The twenty-four-year-old photographer’s ornate, protean wardrobe provides a kind of disguise. In one image, he’s a long-maned rock star, arms cradling the neck of an electric guitar. In another, he becomes a dour bride, lips puckered as tightly as the white rosebuds in her wedding bouquet. Elsewhere, Smith’s huge, looming eyes belong to a stoned bohemian, brow bound by a headband, or a benighted coal miner, nose shadowed by soot. The range of his portraits and their shocking, evocative precision belie a modest setup. Smith works from his cramped childhood bedroom, in Port Elizabeth, South Africa, where he lives with his mother, a homemaker, and two siblings. As he mounts the tripod and steadies the lens, he might hear his dogs bark down the hall.
© Christopher Smith
In his teens, Smith studied fashion magazines and slasher flicks, longing to re-create their imagery.

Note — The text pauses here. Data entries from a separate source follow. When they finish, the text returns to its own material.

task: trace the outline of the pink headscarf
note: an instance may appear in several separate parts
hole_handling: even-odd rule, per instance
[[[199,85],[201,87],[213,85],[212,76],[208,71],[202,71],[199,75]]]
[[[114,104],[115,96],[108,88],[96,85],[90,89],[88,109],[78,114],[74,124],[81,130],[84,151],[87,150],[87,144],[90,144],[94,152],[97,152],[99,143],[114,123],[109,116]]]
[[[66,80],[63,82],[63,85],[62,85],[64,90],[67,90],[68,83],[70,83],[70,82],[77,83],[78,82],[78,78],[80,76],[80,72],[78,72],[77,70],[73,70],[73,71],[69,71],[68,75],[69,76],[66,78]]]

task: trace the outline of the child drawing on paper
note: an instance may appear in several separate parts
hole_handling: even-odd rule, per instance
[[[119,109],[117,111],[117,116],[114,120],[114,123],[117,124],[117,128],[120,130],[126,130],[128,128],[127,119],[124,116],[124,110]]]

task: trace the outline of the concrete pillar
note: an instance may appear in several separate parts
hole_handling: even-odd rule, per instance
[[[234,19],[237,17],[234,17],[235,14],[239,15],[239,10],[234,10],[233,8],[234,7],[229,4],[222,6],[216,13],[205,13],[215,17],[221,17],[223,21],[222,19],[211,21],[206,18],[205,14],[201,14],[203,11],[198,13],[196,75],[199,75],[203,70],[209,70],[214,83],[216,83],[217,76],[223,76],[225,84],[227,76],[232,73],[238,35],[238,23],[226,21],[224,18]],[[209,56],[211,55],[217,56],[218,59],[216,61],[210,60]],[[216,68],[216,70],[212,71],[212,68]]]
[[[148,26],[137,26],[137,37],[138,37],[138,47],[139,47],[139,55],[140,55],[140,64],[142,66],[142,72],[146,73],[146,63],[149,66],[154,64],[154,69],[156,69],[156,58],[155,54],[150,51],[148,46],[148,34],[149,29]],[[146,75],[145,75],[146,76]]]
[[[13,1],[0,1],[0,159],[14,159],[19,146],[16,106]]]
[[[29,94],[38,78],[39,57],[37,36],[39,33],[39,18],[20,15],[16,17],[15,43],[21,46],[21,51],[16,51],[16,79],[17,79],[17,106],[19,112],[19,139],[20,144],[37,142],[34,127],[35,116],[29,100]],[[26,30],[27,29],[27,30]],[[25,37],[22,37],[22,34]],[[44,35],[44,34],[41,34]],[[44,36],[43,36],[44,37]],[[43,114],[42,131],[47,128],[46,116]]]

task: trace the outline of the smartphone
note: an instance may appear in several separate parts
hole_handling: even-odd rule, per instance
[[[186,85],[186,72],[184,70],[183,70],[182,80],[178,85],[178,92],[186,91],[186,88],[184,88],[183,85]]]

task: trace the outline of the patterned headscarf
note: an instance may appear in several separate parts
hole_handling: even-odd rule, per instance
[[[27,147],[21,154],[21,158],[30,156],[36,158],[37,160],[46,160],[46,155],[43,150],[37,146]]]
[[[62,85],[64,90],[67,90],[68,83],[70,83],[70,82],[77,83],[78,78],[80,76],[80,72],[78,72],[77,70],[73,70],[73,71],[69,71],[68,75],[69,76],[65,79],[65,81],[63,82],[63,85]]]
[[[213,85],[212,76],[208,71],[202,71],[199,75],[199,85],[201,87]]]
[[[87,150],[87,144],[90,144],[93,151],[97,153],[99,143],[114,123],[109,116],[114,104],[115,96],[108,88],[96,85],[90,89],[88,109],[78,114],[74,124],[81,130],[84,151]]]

He began photographing himself more than a decade ago, with an old cell phone, before graduating to the digital point-and-click that he uses today. His style has matured over years of experimentation, informed by the moody glamour of Edward Steichen and the eerie surrealism of Man Ray. (Smith discovered Cindy Sherman’s theatrical self-portraits only after beginning his own project.) His setup remains rudimentary. For lighting, he relies on a reading lamp or rays from his bedroom window. For backdrops, colored paper or a blank wall. He saws off spikes from a plastic spinosaurus to make an extraterrestrial’s ears. He frays and braids leather laces to conjure the barbed wire around a runaway’s neck. In the portrait of a corpse, acrylic paint achieves the gummy texture of gore. In a shot of a Soviet man, damp paper towels have been shredded to resemble snowfall. “A lot of what you see is complete artifice that’s designed to look O.K. in a picture but really would kind of look ridiculous in real life,” Smith told me. The beauty shots capture all the austerity and eroticism of haute couture. The scenes of subjection seem plucked from a showcase at the Grand Guignol.